Jennifer Cornell, ND
Abstract
Ankylosing spondylitis (AS) is a chronic inflammatory spondyloarthropathy strongly associated with HLA-B27 and commonly managed with biologic therapies targeting the IL-23/IL-17 axis1,2. Increasing evidence implicates gut dysbiosis, particularly Klebsiella pneumoniae, in AS pathogenesis through mechanisms of molecular mimicry and immune activation.3,4 This case report describes the clinical course of a middle-aged male who reported having been diagnosed with ankylosing spondylitis by his rheumatologist and was receiving ongoing biologic therapy at presentation. Comprehensive stool testing revealed overgrowth of the Klebsiella species. A targeted naturopathic treatment plan was implemented, including antimicrobial botanicals, dietary modifications, and microbiome support. Within weeks, the patient experienced marked improvement in joint stiffness and pain. Over subsequent months, he discontinued biologic medication under medical supervision and has remained symptom-free for several months at follow-up. This case highlights the potential role of identifying and treating Klebsiella dysbiosis in inflammatory conditions such as AS and suggests further research is warranted.
Introduction
Ankylosing spondylitis (AS) is a progressive inflammatory disease of the axial skeleton characterized by chronic back pain, stiffness, and potential spinal fusion. The condition is often managed with nonsteroidal anti-inflammatory drugs (NSAIDs) and biologics targeting tumor necrosis factor (TNF) or interleukin (IL)-17.1,2 While these therapies improve symptoms, they do not address underlying causes and may carry long-term risks.
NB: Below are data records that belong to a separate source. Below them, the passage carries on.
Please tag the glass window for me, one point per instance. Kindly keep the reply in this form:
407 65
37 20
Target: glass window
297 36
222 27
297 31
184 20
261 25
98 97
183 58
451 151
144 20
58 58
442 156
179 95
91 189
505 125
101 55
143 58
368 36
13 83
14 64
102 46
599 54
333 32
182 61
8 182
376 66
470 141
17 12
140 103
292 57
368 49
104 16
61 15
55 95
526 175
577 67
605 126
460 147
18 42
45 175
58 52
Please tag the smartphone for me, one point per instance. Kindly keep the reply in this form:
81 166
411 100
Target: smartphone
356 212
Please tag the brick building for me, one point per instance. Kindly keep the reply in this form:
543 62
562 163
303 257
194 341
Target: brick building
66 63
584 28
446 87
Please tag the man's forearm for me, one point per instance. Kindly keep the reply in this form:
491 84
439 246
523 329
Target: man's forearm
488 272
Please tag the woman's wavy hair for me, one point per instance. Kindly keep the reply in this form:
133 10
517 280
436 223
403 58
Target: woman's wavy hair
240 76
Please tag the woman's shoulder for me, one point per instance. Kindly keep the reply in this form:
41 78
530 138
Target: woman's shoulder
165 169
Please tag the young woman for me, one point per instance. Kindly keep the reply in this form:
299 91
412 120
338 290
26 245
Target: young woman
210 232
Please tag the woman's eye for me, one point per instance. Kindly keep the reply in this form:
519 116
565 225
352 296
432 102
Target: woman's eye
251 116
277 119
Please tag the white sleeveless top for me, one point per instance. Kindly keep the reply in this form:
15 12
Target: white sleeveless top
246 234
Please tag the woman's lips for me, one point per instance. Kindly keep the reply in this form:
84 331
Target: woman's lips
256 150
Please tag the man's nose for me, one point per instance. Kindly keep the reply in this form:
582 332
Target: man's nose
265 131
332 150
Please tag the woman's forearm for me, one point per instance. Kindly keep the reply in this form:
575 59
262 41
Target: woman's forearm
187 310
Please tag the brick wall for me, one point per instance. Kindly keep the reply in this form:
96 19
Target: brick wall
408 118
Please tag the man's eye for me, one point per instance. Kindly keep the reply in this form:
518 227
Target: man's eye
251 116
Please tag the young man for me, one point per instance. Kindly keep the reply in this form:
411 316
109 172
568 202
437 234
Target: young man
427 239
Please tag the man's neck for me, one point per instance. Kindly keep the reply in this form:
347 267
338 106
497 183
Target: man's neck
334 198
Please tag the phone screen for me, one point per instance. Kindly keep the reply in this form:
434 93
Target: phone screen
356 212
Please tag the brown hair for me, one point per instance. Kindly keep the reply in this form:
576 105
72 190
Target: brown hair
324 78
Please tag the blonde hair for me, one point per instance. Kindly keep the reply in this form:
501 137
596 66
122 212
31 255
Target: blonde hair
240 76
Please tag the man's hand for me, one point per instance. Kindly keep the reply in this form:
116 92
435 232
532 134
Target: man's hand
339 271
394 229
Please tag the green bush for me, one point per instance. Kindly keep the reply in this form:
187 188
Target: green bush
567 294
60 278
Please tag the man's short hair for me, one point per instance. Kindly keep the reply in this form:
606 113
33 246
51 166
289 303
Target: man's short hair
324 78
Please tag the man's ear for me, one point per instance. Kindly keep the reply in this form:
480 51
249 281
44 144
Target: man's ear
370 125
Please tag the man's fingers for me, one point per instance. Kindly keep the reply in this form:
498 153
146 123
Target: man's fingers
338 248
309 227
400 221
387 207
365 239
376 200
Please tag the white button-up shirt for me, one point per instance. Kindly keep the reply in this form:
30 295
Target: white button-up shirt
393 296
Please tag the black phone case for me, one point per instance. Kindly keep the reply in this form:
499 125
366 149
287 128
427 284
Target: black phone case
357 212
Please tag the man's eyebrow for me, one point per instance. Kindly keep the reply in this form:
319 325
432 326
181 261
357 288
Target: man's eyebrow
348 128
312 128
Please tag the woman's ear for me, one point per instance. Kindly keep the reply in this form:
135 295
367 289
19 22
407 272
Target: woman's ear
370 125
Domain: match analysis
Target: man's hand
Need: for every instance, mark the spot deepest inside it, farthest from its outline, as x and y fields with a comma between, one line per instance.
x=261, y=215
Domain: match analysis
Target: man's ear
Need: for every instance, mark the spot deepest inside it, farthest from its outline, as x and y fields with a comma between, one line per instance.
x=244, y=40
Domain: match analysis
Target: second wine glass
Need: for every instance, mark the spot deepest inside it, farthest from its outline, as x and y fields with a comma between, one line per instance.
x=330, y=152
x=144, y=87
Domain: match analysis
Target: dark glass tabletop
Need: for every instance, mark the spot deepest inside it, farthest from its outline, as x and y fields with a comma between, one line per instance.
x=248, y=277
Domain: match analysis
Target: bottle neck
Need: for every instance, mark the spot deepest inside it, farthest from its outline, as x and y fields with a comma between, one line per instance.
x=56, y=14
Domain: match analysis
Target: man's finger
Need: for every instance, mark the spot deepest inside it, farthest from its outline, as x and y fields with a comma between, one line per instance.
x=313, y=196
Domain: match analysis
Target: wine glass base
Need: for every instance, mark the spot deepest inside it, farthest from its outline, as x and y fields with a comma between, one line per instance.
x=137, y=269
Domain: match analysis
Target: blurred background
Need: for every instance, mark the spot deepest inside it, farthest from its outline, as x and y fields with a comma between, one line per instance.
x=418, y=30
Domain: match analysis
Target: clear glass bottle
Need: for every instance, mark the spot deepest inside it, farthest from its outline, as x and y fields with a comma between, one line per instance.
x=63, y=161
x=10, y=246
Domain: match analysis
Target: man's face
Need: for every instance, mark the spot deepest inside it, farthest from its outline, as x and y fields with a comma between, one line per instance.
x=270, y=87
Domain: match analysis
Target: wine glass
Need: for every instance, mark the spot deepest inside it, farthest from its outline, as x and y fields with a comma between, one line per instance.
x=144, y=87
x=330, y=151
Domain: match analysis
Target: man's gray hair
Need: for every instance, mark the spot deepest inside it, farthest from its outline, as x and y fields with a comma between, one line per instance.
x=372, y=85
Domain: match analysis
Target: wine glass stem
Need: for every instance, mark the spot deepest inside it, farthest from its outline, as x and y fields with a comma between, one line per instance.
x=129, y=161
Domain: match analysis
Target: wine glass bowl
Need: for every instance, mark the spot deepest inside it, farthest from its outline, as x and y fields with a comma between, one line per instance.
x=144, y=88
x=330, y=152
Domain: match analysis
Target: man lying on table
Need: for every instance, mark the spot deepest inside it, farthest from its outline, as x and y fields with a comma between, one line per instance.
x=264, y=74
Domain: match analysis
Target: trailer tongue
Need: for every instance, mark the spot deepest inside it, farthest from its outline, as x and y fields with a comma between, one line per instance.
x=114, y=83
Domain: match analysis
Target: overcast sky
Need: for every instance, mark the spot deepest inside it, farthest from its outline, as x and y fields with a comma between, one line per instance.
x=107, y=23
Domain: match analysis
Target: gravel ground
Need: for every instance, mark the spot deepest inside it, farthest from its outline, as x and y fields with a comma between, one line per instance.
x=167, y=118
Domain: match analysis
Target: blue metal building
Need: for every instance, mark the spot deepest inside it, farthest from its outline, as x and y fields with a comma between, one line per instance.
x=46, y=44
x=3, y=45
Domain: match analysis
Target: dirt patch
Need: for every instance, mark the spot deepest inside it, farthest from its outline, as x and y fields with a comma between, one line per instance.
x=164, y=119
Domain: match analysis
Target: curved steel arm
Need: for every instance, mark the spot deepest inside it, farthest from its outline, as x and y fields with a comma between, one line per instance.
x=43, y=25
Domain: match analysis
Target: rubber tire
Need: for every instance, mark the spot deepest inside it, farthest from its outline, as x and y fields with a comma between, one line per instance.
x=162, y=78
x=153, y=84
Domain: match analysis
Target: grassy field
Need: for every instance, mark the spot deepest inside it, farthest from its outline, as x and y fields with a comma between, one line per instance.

Mounting evidence suggests that intestinal dysbiosis contributes to systemic inflammation. Klebsiella pneumoniae has been implicated in AS pathogenesis through molecular mimicry with HLA-B27 and cross-reactive antibodies.3,4 Although this association has been debated, systematic reviews confirm increased prevalence of Klebsiella in AS patients’ stool and higher circulating anti-Klebsiella antibodies.5,6 Diet interventions and microbiome modulation have been proposed as therapeutic strategies, but clinical case reports are rare.
This report adds to the literature by describing a patient who reported an AS diagnosis, was treated for stool-identified Klebsiella dysbiosis, and subsequently experienced sustained remission of symptoms.
Case Presentation
The patient was a middle-aged male who reported being diagnosed with ankylosing spondylitis by his rheumatologist in his mid-30s. He described chronic low back pain beginning in his 20s, waking daily with pain rated 4/10, and experiencing episodes of his back “going out” one to two times per year. Exercise often worsened stiffness, leading to cycles of activity and rest.
Over the years, he tried several medications, eventually starting biologic therapy. He took one biologic (adalimumab, Humira) for about a year with limited improvement. He then switched to another biologic (secukinumab, Cosentyx) about 7 years ago. At presentation, he was taking the biologic, in addition to intermittent use of celecoxib, mesalamine, and antihistamines, as well as a proton pump inhibitor he had been taking for two decades for chronic reflux. He also reported daily abdominal discomfort, longstanding reflux, and 2–3 bowel movements daily, without blood or mucus.
Initial visit: At his first naturopathic visit, the patient described feeling somewhat stronger than in previous years, but still struggled with back and joint pain, poor exercise recovery, and chronic gastrointestinal symptoms, including chronic reflux and stomach pain. He had completed a full workup with another provider and his rheumatologist. A comprehensive stool test and additional blood work were ordered.
6 weeks later: Stool analysis revealed significant overgrowth of Klebsiella pneumoniae. At this visit, the patient had not yet implemented recommendations and was waiting for lab results. A pre-gut protocol was initiated, beginning with two weeks of gut lining and immune support, along with foundational supplementation (vitamin D3/K2, B12, fish oil, alpha lipoic acid, chromium). After two weeks, this was transitioned to targeted antimicrobials plus a binder, while continuing nutritional support.
10 weeks later: The patient reported resolution of abdominal pain and improvement in reflux. Bowel habits remained stable at 2–3 movements daily. Back pain was reduced, though fatigue persisted. He completed the gut protocol phases, including antimicrobials, and reduced his pantoprazole dose by half.
5 weeks later: Pain was minimal, though fatigue remained. He had completed antimicrobials and introduced the next phase of the protocol, which included a daily probiotic, magnesium glycinate, adrenal support and a return to the previous gut supportive botanicals.
5 weeks later: The patient reported feeling “great,” with significant improvement in energy and no pain with exercise. He began training for an athletic event and addressed sleep apnea through another provider.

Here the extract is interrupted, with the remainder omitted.